Kindle for iOS gets new font, hyphenation (sometimes) →
This article makes it sound like this is a huge improvement. I smiled at this part:
Marco Arment once lamented that the Kindle’s typography and layout engine was so bad, it felt like it only had a staff of one person “who’s only allowed to work on it for a few weeks each year.” That’s apparently not true: Amazon tells me that the Kindle team is significantly larger than just one dude, although they refuse to give exact numbers.
(Amusingly, no part of that paraphrased response from Amazon actually denies my speculation.)
It’s great that Amazon’s putting some effort into Kindle typography for the first time in far too long. But this is a small improvement, not a big one.
The new font looks nice, but the old font (Caecilia) wasn’t what made Kindle typography so bad — the biggest problem was forcibly justified text, exacerbated by the lack of hyphenation, leaving huge, horrible gaps that hinder reading.
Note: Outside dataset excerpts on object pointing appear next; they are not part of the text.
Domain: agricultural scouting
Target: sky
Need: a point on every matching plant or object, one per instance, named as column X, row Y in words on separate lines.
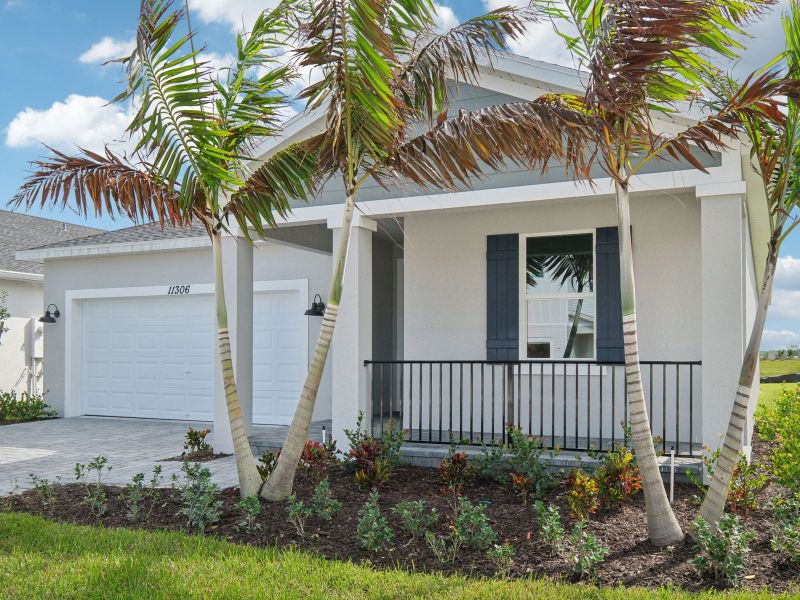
column 56, row 91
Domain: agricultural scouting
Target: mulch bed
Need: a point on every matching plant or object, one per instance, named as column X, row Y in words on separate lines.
column 632, row 559
column 200, row 458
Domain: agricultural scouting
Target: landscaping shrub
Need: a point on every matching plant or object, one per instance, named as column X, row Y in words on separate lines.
column 583, row 551
column 528, row 469
column 141, row 498
column 200, row 503
column 25, row 407
column 267, row 464
column 617, row 476
column 582, row 494
column 95, row 497
column 317, row 459
column 373, row 530
column 372, row 459
column 249, row 508
column 502, row 556
column 298, row 513
column 323, row 504
column 195, row 445
column 785, row 538
column 416, row 517
column 720, row 550
column 780, row 424
column 551, row 529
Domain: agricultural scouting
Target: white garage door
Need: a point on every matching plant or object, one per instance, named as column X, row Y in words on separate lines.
column 149, row 357
column 278, row 355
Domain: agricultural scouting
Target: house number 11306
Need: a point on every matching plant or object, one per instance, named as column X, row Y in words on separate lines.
column 175, row 290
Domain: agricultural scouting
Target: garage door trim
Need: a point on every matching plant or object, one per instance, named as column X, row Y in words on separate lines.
column 73, row 324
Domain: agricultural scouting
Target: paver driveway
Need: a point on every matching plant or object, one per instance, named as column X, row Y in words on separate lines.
column 51, row 448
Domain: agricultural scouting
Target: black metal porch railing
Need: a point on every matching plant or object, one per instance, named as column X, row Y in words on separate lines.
column 568, row 405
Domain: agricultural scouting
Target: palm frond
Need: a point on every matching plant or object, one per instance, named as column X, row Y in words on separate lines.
column 286, row 176
column 457, row 55
column 466, row 146
column 97, row 184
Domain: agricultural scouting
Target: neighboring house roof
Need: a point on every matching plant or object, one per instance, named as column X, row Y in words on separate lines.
column 21, row 231
column 137, row 233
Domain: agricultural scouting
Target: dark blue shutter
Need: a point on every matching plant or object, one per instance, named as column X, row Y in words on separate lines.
column 502, row 297
column 607, row 296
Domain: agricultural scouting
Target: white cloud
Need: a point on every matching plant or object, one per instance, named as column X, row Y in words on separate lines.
column 787, row 274
column 85, row 121
column 773, row 340
column 107, row 49
column 234, row 13
column 445, row 17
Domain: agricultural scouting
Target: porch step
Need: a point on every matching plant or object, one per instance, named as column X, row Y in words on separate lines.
column 430, row 455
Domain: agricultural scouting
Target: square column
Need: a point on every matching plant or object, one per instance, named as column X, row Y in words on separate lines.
column 237, row 267
column 352, row 338
column 724, row 319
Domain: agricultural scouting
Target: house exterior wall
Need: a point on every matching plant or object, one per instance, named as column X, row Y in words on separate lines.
column 270, row 262
column 445, row 319
column 22, row 342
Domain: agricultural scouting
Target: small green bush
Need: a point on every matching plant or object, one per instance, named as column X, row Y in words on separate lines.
column 200, row 503
column 373, row 530
column 551, row 529
column 25, row 407
column 583, row 551
column 415, row 516
column 720, row 550
column 785, row 539
column 323, row 504
column 780, row 424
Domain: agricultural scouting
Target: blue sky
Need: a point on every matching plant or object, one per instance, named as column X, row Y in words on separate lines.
column 56, row 91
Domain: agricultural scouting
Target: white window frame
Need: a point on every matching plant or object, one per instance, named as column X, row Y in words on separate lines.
column 525, row 297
Now, hyphenation is being added (which Amazon is doing not by changing the client-side configuration, but by slowly updating their entire catalog of the books themselves to individually enable it, and it won’t apply to all books). Hyphenation is a big improvement for the books that get it, and makes justified text suck less, but it still sucks.
The new font and hyphenation are also only available on iOS so far. They’re not coming to Kindles until “later this summer”.
I’m glad they appear to care, but I hope they take this further. There’s no good reason why justification needs to be forced on readers who can already customize the font, size, margins, and line spacing to make reading easier or more pleasant for them. If justification can’t be removed completely, make it an option.